Bize ait olmayan bir şeyi edinmeye hakkımızın olmadığını bize bildiren hassas bir duygu vardır içimizde. En küçük bir hırsızlıkta bile vicdanımız tepki gösterir. Acaba başkasına ait olan bir nesneye sahip miyiz? “Hırsızlık” sonucu edinilmiş her nesneyi bize göstermesi için Rabb’e dua etmeliyiz. Sonra, bir yabancıya ait olan nesneyi sahibine götürüp ondan af dileme cesaretini gösterebilmek için, İsa’dan bize güç vermesini dilemeliyiz. Bu konuda tereddüt gösteremeyiz; çünkü her türden hırsızlık malı İsa’yla olan ilişkimizi zedeler, vicdanımızı sürekli rahatsız eder. Küçük bir Afrika ülkesinde vaizin, “Çaldığınız her şeyi sahibine geri verin” çağrısını duyan polisler birbirlerine bakarak yüksek sesle gülmüşlerdi. Küçük ya da büyük içlerinde “hırsızlık” yapmamış birinin olmadığının farkındaydılar.

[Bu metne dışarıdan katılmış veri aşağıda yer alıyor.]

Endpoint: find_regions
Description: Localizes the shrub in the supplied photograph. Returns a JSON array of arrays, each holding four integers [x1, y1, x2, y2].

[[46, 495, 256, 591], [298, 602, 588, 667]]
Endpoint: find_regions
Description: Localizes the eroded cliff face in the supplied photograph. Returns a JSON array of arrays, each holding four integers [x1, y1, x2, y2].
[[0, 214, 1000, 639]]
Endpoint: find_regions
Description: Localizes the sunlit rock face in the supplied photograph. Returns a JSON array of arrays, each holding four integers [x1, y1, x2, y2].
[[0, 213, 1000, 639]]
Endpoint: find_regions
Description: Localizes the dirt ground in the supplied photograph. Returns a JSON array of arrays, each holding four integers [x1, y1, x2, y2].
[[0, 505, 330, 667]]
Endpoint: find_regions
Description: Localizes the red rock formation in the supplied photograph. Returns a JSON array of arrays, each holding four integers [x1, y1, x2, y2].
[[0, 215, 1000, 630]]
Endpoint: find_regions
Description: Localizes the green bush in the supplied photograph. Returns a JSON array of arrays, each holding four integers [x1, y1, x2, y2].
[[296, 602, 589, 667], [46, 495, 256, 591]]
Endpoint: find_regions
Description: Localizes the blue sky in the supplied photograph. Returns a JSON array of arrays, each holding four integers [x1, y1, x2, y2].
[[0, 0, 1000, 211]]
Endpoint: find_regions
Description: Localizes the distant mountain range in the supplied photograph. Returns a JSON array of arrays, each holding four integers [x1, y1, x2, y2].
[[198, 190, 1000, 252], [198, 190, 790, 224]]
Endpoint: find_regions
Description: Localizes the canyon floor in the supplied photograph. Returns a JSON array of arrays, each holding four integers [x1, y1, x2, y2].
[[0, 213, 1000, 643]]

Kişinin günahını fark etmesi, tövbe ederek onu itiraf etmesi, kusurunu tamire çalışması başlı başına nimettir. Günahtan kurtulmanın belirli sonuç ve meyveleri vardır.


10.3 - Çağdaş Hırsızlık

Hırsızlık yalnızca kimse görmeden başkasının malını aşırmak değildir. Emanet edilen bir malı korumamak, zayıf iş ahlâkı, çalışma anında sohbetle geçirilen zaman vb. de hırsızlık kapsamına girer. Kusurlu bir malı normal fiyatına satmak ya da karaborsacılık yapmak; bunun gibi yanlış vergi bildirimleri, gelir gider raporlarındaki yanlışlar hırsızlıktan başka bir şey değildir. İş ve çalışma yaşamında sayısız hırsızlık ve dolandırıcılık yolu vardır. Allah’ın huzurunda yaşamayan kişi, tembellik, gücünü aşan taleplerden dolayı hem Allah’a, hem de insanlara suç işleme tehlikesiyle karşı karşıyadır.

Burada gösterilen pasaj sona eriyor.